Untuk pendiri Liz Eddy dan Alyssa Ruderman, Lantern adalah kesempatan untuk mengatasi masalah yang membayangi dengan cara yang penuh kasih dan empati. “Saya memulai perusahaan pertama saya ketika saya berusia 15 tahun,” kata Eddy, yang adalah CEO. Perusahaan itu berfokus pada pelecehan dalam kencan dan pendidikan kekerasan dalam rumah tangga untuk siswa sekolah menengah dan kemudian perguruan tinggi. “Saya benar-benar jatuh cinta dengan kecepatan dan variasi dalam memulai sesuatu yang baru, tetapi juga dalam menciptakan percakapan seputar topik yang benar-benar tidak ingin dibicarakan orang dan membuatnya lebih enak dan nyaman,” katanya.

Pendiri Lentera Alyssa Ruderman dan Liz Eddy. Foto melalui Lantern.

Kemudian, ia bergabung dengan Crisis Text Line nirlaba pencegahan bunuh diri lokal, yang memiliki jaringan konselor krisis berbasis SMS yang dilatih untuk menenangkan orang dan memulai proses pemulihan mereka. Dia menghabiskan lebih dari enam tahun di organisasi tersebut.

Adapun Ruderman, yang merupakan COO dari Lantern, dia terakhir menghabiskan dua tahun di Global Citizen, sebuah organisasi nirlaba yang berfokus pada pengentasan kemiskinan ekstrim. Kedua Lantern yang terhubung dan diinkubasi pada akselerator startup Grand Central Tech.

Ide untuk perencanaan akhir kehidupan yang lebih baik datang dari pengalaman pribadi. “Saya kehilangan ayah saya ketika saya masih di sekolah dasar,” kata Eddy, “dan melihat secara langsung bagaimana kehilangan dan kesedihan berdampak pada keluarga secara finansial, emosional, logistik, legal – setiap aspek.”

Saat ini, banyak dari proses ini sedang offline, dan produk online yang sebagian besar tersedia saat ini difokuskan pada elemen individu dari perencanaan akhir masa pakai, seperti perencanaan perkebunan atau pemilihan dan pembelian peti mati. Eddy dan Ruderman melihat peluang untuk memberikan pengalaman yang lebih holistik dengan produk yang lebih baik sambil juga memulai percakapan ini lebih awal.

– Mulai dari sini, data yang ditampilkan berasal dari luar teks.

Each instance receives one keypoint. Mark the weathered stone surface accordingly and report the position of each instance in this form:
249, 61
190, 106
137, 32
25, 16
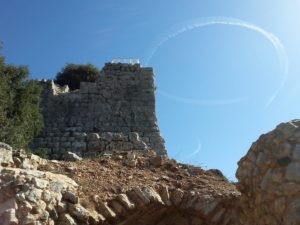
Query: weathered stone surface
70, 156
115, 113
71, 197
271, 183
5, 155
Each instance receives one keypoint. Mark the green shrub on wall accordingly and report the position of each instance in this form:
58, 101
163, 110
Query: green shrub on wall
20, 116
73, 74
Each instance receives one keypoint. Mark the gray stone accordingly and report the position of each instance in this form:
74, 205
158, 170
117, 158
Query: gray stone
70, 156
293, 172
71, 197
40, 183
78, 212
34, 195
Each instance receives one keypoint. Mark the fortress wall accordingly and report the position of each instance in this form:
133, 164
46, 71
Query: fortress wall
115, 113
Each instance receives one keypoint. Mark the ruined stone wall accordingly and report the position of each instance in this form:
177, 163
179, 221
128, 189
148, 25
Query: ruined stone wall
115, 113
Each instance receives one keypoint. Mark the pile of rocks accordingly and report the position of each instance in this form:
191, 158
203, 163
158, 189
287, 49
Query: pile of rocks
269, 178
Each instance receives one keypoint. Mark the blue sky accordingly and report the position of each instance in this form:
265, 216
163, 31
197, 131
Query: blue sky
205, 64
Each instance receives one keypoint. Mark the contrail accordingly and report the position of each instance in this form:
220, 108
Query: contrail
209, 21
201, 102
194, 153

Bagian pra-perencanaan dari produk itu diluncurkan tepat ketika pandemi sedang berlangsung tahun lalu, dan Eddy berkata bahwa “kami memiliki semacam peluncuran yang sangat menarik di mana orang-orang mulai memahami kematian mereka sendiri dengan cara kami sudah lama sekali. ” Pengguna tipikal sejauh ini berusia antara 25 dan 35 tahun, dan banyak orang mulai membuat perencanaan ketika mereka memiliki peristiwa besar dalam hidup. Eddy mengatakan bahwa kematian salah satu anggota keluarga adalah pemicu yang jelas, begitu juga dengan memiliki bayi atau memulai perusahaan.

Salah satu aspek yang berulang kali ditekankan Eddy adalah bahwa memiliki kemauan dan pra-perencanaan untuk akhir hayat tidaklah setara. “Bahkan jika Anda tidak memiliki satu dolar untuk nama Anda setelah Anda meninggal, ada banyak hal lain yang harus dipertimbangkan oleh orang yang Anda cintai, anggota keluarga, siapa pun yang bertanggung jawab,” katanya.

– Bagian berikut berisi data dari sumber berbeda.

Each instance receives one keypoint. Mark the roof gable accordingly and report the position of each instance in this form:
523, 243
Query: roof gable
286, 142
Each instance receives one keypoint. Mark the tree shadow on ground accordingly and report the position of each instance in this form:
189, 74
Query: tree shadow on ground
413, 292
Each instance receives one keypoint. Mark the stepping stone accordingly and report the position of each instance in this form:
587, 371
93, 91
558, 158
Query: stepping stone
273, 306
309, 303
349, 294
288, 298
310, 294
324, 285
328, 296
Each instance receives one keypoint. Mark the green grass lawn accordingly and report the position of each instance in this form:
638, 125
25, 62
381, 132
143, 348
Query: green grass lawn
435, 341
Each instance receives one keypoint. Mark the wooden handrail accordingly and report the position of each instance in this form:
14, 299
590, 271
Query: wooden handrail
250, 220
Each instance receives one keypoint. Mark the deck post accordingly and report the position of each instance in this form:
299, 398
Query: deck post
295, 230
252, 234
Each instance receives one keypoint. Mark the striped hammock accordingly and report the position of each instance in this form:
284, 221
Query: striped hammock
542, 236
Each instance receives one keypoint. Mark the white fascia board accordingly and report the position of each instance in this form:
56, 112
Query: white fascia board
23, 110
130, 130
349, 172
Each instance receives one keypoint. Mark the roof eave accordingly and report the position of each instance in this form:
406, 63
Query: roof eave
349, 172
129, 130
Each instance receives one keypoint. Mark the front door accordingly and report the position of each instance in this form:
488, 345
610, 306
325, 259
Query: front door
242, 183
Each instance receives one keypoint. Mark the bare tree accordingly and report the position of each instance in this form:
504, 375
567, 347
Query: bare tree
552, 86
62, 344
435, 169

Dari perspektif produk, ada beberapa perbedaan dibandingkan dengan startup SaaS Anda yang lebih umum. Pertama, perusahaan perlu melibatkan Anda secara teratur, tetapi tidak terlalu sering. Tidak seperti, katakanlah, pernikahan yang merupakan satu acara yang kemudian berakhir, dokumen dan arahan Anda perlu sesekali diedit dan diperbarui saat keadaan kehidupan pengguna berubah.

Selain itu, salah satu tantangan terbesar dengan produk yang berbicara tentang kematian adalah membangun koneksi dengan pengguna yang tidak terlihat dingin, dan, yah, seperti Silicon Valley. “Bahkan sebagai produk yang sepenuhnya virtual, memastikan bahwa Anda benar-benar merasakan hubungan antarmanusia” adalah prioritas tinggi, kata Eddy. “Kami menggunakan banyak bahasa empati, dan citra kami, semua ilustrasi dibuat oleh ilustrator yang telah kehilangan seseorang untuk mengenang orang yang tersesat.”

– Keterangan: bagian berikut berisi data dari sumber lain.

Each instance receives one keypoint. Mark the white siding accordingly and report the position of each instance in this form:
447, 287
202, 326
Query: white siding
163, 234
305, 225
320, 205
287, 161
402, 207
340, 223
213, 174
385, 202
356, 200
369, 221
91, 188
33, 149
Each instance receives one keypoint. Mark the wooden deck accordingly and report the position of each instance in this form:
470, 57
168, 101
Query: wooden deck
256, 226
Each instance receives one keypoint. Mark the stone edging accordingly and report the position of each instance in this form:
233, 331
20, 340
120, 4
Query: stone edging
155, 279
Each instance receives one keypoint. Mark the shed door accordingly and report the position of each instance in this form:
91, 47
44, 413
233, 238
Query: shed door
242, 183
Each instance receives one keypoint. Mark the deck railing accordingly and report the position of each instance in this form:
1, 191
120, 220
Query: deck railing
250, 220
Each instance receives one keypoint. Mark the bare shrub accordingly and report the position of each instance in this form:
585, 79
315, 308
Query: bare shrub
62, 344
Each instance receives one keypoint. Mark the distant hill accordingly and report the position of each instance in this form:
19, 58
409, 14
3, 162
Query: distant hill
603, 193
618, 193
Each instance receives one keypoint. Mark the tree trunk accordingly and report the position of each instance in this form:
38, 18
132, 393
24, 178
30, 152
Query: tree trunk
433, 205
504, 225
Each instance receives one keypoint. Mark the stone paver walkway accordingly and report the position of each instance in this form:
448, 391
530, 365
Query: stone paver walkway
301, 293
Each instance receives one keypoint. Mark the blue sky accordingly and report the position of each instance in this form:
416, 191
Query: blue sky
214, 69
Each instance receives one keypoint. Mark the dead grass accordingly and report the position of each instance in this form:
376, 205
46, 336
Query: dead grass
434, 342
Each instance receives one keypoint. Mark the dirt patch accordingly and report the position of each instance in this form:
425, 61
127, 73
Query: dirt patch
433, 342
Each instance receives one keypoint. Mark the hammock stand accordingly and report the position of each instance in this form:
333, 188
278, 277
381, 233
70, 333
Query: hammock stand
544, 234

Startup umur panjang mungkin tetap menjadi tesis bagi beberapa investor VC, tetapi menangani akhirnya – tidak peduli kapan – adalah aktivitas yang dihadapi setiap orang. Lentera mungkin menyinari sedikit lebih banyak cahaya pada apa yang sebaliknya merupakan prospek yang melemahkan dan menakutkan.